In the beginning, we cozy up to the wood stove and think of all the long, dark nights ahead where we can knit, read, watch movies, paint, and dream. There's the joy of revisiting favourite winter meals, hearty and warming, and the novelty of winter sports after a long summer of sand in your butt.
But when my husband went down to the basement last night to load up the furnace with wood (again), we looked at each other in near-disbelief. It's still winter? It feels like it's been a long one. If I have to eat one more bite of shepherd's pie, I might run away forever. And don't get me started on the daily search for mittens, hats, neck warmers, and long johns before I head out to work with the kids in tow.

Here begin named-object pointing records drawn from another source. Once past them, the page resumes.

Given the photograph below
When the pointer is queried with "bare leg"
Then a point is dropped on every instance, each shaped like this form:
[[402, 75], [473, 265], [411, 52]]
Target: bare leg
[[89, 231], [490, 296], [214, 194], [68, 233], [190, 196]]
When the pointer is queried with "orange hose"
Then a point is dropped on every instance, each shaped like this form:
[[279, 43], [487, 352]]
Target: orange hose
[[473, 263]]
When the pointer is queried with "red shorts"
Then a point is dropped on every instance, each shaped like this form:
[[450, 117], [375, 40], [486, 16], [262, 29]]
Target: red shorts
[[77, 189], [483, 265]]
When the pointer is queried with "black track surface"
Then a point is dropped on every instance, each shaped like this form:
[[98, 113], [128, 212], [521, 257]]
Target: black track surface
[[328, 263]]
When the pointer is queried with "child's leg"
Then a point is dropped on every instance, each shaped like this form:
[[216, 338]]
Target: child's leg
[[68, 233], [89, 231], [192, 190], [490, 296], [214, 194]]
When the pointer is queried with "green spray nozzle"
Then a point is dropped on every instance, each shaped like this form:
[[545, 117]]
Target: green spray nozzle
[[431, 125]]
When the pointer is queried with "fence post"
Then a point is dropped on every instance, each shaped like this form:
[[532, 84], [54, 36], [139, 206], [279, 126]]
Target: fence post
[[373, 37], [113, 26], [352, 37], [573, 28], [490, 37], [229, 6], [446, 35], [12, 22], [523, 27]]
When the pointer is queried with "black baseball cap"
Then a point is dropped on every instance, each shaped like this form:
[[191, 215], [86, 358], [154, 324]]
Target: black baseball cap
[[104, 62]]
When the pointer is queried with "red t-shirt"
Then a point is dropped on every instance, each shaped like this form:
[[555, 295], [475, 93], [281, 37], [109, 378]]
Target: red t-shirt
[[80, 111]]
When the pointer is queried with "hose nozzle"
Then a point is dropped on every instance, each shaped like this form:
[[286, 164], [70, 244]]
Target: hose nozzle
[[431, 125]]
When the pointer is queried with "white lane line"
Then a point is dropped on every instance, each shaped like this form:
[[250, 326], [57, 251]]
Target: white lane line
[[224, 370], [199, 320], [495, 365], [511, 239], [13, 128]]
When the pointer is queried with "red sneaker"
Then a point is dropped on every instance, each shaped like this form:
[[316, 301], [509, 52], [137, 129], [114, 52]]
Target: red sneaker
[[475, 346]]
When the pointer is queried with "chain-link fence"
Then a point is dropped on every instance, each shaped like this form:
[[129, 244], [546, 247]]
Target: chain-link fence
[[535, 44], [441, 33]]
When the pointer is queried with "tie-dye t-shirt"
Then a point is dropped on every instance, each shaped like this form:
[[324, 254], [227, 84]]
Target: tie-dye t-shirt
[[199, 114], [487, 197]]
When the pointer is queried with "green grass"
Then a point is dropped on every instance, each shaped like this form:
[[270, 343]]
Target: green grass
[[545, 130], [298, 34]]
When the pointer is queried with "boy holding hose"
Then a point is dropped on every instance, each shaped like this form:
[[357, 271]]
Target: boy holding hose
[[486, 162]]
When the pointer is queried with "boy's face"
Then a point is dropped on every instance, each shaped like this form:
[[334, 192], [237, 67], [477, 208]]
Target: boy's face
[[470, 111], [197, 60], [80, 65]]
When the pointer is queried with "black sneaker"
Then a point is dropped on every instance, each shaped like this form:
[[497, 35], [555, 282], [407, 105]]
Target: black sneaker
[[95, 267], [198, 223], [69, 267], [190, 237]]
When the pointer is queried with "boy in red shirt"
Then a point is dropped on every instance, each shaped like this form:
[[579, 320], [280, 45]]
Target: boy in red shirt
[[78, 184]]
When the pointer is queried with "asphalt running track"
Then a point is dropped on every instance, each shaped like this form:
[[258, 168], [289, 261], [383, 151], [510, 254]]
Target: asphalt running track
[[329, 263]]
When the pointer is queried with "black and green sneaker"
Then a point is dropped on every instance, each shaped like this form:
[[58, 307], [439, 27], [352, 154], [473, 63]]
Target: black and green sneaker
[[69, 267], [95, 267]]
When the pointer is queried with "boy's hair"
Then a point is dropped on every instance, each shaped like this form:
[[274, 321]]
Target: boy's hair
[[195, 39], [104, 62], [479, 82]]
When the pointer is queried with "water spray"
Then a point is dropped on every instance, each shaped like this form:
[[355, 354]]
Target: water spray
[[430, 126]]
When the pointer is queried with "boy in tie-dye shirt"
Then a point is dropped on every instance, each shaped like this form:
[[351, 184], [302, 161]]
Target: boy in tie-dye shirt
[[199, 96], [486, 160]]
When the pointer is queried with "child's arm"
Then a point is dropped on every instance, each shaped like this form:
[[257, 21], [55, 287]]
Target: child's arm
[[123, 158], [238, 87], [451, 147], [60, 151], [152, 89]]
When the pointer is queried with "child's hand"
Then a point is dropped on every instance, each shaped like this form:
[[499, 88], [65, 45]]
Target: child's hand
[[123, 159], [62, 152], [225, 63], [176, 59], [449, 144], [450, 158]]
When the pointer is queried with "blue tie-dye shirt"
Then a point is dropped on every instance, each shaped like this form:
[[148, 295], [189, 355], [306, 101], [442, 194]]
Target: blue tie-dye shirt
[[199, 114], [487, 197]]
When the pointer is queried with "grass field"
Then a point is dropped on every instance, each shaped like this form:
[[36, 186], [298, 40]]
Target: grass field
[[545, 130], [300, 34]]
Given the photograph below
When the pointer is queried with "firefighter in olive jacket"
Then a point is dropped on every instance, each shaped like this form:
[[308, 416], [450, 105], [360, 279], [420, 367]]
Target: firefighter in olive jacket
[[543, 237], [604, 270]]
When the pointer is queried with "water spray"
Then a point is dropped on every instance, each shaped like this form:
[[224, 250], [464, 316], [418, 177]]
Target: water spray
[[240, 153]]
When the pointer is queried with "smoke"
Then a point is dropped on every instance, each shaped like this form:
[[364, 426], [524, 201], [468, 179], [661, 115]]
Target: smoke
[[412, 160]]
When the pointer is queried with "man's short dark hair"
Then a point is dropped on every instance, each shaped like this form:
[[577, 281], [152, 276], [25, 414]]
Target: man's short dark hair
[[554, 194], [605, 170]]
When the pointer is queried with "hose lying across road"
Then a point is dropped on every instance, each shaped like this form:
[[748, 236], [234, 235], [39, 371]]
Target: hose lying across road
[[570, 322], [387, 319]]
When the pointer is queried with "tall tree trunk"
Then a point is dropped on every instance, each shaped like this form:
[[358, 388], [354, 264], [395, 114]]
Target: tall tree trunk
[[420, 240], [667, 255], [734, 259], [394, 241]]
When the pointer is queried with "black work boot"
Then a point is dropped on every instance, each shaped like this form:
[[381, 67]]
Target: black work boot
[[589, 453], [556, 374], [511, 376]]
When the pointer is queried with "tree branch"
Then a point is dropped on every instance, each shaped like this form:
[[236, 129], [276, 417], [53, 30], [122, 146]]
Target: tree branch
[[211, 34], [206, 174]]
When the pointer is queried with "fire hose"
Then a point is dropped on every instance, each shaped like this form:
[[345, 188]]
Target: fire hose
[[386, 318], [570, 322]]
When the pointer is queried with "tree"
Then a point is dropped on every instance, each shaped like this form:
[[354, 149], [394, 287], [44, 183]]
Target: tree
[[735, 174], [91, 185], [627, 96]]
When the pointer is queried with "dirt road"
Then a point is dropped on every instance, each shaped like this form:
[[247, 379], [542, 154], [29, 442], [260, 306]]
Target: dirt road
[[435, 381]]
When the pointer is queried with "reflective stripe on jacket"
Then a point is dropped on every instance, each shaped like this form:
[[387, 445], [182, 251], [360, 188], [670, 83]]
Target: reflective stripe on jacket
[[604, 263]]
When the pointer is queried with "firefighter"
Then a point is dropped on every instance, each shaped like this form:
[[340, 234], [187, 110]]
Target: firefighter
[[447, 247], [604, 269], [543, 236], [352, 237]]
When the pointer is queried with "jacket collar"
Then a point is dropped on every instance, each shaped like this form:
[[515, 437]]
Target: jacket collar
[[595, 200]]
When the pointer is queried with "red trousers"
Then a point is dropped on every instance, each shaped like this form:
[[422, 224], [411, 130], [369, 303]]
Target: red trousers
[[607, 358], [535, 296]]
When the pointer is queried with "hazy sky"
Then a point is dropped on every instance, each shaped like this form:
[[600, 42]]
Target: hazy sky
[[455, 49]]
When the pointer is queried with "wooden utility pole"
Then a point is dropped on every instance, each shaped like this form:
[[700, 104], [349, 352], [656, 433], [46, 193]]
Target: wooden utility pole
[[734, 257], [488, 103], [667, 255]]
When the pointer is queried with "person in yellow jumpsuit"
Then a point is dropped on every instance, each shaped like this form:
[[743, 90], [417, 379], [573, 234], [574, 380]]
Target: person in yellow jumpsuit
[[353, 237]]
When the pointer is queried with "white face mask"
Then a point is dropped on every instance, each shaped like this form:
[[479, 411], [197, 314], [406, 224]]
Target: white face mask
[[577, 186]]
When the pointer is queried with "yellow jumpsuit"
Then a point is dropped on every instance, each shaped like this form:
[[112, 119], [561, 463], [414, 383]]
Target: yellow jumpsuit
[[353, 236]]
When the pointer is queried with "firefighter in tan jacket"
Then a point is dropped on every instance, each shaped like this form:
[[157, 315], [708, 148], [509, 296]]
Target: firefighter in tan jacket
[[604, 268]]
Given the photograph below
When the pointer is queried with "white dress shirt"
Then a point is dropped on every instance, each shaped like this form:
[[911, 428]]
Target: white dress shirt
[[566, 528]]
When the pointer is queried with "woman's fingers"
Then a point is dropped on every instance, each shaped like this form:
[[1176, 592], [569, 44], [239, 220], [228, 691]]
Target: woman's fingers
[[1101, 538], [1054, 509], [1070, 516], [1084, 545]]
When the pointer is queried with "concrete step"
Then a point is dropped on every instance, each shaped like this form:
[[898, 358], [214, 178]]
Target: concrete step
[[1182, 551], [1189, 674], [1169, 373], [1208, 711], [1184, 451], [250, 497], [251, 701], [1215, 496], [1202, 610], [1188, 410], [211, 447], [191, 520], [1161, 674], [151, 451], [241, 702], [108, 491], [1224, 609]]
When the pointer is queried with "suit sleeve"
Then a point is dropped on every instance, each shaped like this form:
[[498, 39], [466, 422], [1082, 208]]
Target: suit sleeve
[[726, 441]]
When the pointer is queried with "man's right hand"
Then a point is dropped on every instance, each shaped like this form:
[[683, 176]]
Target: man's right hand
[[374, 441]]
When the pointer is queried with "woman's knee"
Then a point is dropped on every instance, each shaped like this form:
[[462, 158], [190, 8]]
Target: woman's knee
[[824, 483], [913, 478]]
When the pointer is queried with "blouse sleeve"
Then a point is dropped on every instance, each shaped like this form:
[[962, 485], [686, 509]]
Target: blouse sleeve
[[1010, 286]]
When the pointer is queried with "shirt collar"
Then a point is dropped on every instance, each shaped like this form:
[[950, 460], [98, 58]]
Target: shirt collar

When this feeling of cabin fever hits, it's good to pull out the seed catalogues and gardening books and plan improbable gardens. We dream of the root cellar we'll have, and how we won't have to buy any root vegetables or apples next winter (we dream of this every year and it has yet to actually happen). But the dreaming in itself is balm for the winter-weary soul, picturing tender new green things reaching for the sun.
After all, one can always find a sunbeam to squish oneself into. One might have to share it with a heat-seeking feline, or one might also use it as a spotlight for the many masterpieces one cranks out in a day.
I know in my head that winter will end. But by late February, it always feels like this has been the longest one ever. It feels like we'll never make it through with our sanity intact.
But we will. Right? Maybe after we make one more pot of soup, Maybe this shepherd's pie will be the last one. In the meantime, I'll be here, knitting away on my Dala Mittens in hopes of wearing them (at least) once before real Spring arrives, and dreaming of rhubarb, fiddleheads, and fresh greens.